Predictive analytics essentially takes acquired data and trends from the descriptive space to answer the question of “what will happen or is likely to happen in the future?” During this stage, all data from the past is combined with defined rules, algorithms and relevant external data to determine the probability of all future outcomes of a given event or action. Prescriptive analytics follows from predictive, and is meant to find the best course of action for a particular situation. After predictions have taken place, prescriptive analytics takes it one step further by suggesting real-time actions to users and showing them the implications of each decision they may make.
Today, these forms of advanced analytics are more commonly used for obtaining insight on readmission management, bundled payments, claims processing, fraud detection and other clinical decision-making processes. However, the use of predictive and prescriptive analytics for medical HCM has been lacking.

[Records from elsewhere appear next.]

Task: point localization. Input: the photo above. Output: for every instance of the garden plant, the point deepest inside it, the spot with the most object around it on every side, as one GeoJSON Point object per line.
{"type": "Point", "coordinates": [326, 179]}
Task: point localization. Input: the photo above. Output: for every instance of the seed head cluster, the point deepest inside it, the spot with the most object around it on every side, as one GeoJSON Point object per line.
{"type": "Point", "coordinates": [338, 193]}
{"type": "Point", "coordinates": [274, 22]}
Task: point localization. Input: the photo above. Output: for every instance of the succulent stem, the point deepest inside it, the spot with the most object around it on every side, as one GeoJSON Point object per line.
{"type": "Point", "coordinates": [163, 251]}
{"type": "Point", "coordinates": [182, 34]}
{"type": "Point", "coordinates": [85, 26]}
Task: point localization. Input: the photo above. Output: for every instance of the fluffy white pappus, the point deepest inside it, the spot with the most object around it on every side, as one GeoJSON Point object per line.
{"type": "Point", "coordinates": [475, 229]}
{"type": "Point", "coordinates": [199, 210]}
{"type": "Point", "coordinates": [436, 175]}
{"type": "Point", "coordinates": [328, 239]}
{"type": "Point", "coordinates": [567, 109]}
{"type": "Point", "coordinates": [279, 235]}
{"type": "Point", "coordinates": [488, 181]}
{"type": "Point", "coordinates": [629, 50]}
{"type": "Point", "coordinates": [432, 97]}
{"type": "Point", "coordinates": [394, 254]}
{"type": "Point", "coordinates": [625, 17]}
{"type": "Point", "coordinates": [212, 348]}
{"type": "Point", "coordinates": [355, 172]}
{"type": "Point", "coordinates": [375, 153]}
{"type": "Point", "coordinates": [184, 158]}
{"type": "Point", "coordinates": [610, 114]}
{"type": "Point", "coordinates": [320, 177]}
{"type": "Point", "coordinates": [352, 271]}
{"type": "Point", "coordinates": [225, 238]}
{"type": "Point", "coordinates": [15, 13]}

There are many HCM vendors that are either not presently offering solutions for predictive or prescriptive analytics, or at least not doing so within the healthcare sector. Nevertheless, there is a growing interest in the market and an expectation that more vendors will introduce advanced analytics products for medical HCM over the next few years. Although software vendors are leading the charge, there are also a variety of consultancies looking to sell their strategic services as more healthcare organizations start planning for implementation of new workforce analytics solutions.
IHS Inc. predicts the US market for predictive and prescriptive analytics for medical HCM to have strong growth through 2020. Providers will continue to seek ways to control their large operating expenses, and advanced analytics can provide valuable insight for optimizing recruitment, scheduling, learning management and other related HCM functions.